ヴ「どうした蛮族の娘よ。その程度では余の裁きからは逃げられんぞ?」

陽炎「『極刑王カズィクル・ベイ』……ヴラド、三世…」

『キュウケツキニキヲツケロ』、青葉からの警告が指し示したその名を、陽炎は思い起こしていた。

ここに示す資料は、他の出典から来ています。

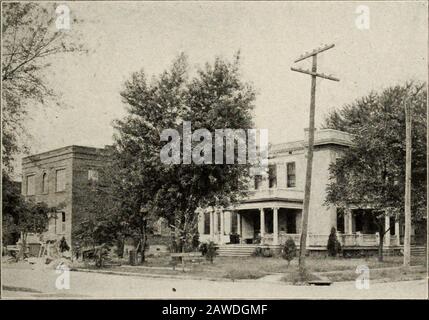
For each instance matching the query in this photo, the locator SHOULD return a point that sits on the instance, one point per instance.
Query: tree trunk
(143, 241)
(380, 245)
(23, 245)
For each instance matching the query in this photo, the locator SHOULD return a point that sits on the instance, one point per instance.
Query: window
(45, 183)
(63, 222)
(258, 182)
(206, 222)
(93, 175)
(340, 220)
(61, 180)
(291, 177)
(272, 182)
(31, 186)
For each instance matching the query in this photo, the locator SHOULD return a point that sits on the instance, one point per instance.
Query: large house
(271, 213)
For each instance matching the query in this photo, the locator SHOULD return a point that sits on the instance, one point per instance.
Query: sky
(123, 37)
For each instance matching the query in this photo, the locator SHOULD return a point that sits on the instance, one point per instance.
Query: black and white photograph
(238, 150)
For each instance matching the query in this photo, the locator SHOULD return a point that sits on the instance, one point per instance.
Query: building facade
(273, 210)
(270, 214)
(62, 178)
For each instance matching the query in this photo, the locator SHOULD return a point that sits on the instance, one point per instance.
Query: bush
(208, 250)
(333, 246)
(234, 238)
(289, 250)
(262, 252)
(63, 245)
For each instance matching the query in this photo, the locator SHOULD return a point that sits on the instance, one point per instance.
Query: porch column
(262, 215)
(211, 225)
(386, 227)
(222, 227)
(216, 224)
(397, 233)
(348, 221)
(275, 226)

ヴ「如何にも、余こそはワラキア公ヴラド・ツェペシュ。数多の蛮族が余の槍に貫かれ消えていった。貴様らも同じ運命を辿るが良い」

見下す瞳が冷徹に閃き、更に突き立つ杭たちが陽炎らを追い込んでいく。

不知火「くっ…!」

飛び跳ねて躱す不知火の表情にも余裕がない。一方…

霰「任せて…」
不知火「霰?」

同じく杭を避けながら、霰は普段の無表情のまま呟いた。

霰「主砲、機銃、撃ちます」

ガガガガガガッ!!

ヴ「…フン」

霰の放った砲弾、機銃弾は全て、先程陽炎が撃ったものと同様、杭に弾かれ、明後日の方角に飛んでいく。…が。

霰「避けないと、当たりますよ…?」
ヴ「何?」

ガガガガガガッ!!

不知火「まさか――」
ヴ「跳弾…だと!?」

杭に弾かれた弾は、互いに弾きあい、壁に反射し、四方八方からヴラドに襲い掛かった。

ヴ「ぬぅっ!」

ここでヴラド=ランサーは、初めて己の握った槍を振るい、降り注ぐ砲弾の雨を切り払って防いだ。その隙に、陽炎・不知火の2人は玄関の広間を突っ切り、奥の扉に到達していた。

ヴ「小賢しい真似を…!」
陽炎「どうだ!霰はウチの艦隊で一番射撃が上手いのよ!」
不知火「霰、ここは任せました」

蛮族と呼ばれたことへの腹いせか、陽炎が蹴破った扉へと2人は飛び込んでいく。

ヴ「むう…」

苦虫を噛み潰したような表情のランサーに向かって、艦隊一の射手が名乗りをあげた。